Don’t think it twice. Undertake that postgraduate study, start that entrepreneurial venture you’ve been wanting to, develop your skills and use your success coach. It’s important to choose a path that allows you to connect your skills with your passion. You will be surrounded by powerful resources, but it’s up to you to make the most out of it and don’t be afraid of taking risks. “It always seems impossible until it’s done” (Nelson Mandela).
What are some key skills you employ in your business?
My management style is very pro-active and determined. Having a positive and driven attitude is key to turning ideas into action. It’s important to set a ‘due date’ to any challenge or strategy you develop. I also believe that you should always be open to organisational change, so long as it adds value to your business. Through continuous training, workshops and active networking, I can stay ahead of my competitors in the market, and keep up to date with industry trends. I consider this to be an essential part of your progress – having a clear goal of the big picture enables you to rethink your strategy.
What do you love most about running your own business?
As a business owner, the best thing about my job is that I’m empowered to challenge myself to define strategies for creating more value and revenue to the business, which in turn, will enable me to provide further support to social projects. In this regard, as an entrepreneurial start-up, my day develops in many fronts at the same time, having to deal with every aspect of the business, from the general manager all the way down to sales, marketing, networking, operations and administrative workload. It’s an exciting yet challenging experience.
What are some achievements you’re most proud of?
I think that two of the best achievements are: starting the business itself and supporting social projects. First, being able to actually turn the idea into action, was definitely a risk worth taking. For that, I guess you have to overcome many obstacles –some real, others created by your own mind- and take a step forward to actually start. I remember, for example, receiving the confirmation email from the Australian Securities & Investments Commission notifying us that our business name, Yaku Latin Goods, had been officially registered. That was definitely a milestone!
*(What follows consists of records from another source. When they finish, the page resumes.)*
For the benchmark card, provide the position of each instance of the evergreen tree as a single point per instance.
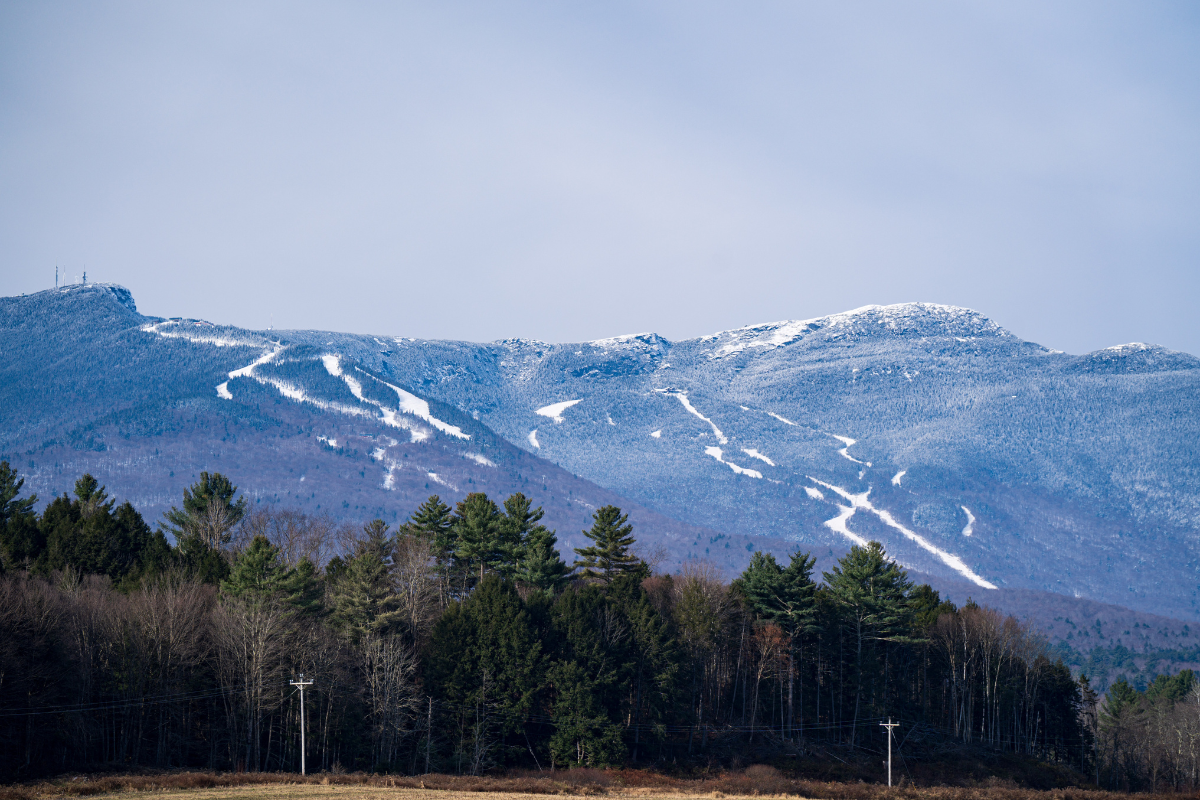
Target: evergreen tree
(610, 555)
(88, 535)
(591, 673)
(870, 591)
(203, 527)
(361, 589)
(209, 511)
(485, 659)
(19, 540)
(480, 535)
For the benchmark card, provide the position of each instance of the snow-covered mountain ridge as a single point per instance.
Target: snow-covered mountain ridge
(971, 453)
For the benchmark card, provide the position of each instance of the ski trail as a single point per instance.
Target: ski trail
(838, 524)
(715, 452)
(844, 451)
(419, 408)
(755, 453)
(691, 409)
(862, 501)
(555, 410)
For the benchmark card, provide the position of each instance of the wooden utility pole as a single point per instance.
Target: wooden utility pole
(889, 725)
(301, 684)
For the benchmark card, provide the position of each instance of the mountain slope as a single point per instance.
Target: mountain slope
(975, 456)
Secondly, I consider another great achievement the moment we made our first donation to a project in Peru, ALPANI, that assists children with chronic malnutrition. Having the satisfaction to know that you can actually create a difference in the lives of many families with urgent basic needs, is something to feel proud of, and a source of motivation to keep doing it.
“Know(ing) that you can actually create a difference in the lives of many families with urgent basic needs, is something to feel proud of, and a source of motivation to keep doing it.”
What was the best piece of life advice that you received?
It’s a big question, but I guess two of my best pieces of advice for life, actually come from my parents. My mother, saying ‘always know and value who you are, and put faith and love in whatever you do’, and from my father saying ‘there’s no favourable wind for those who don’t know where they’re going’.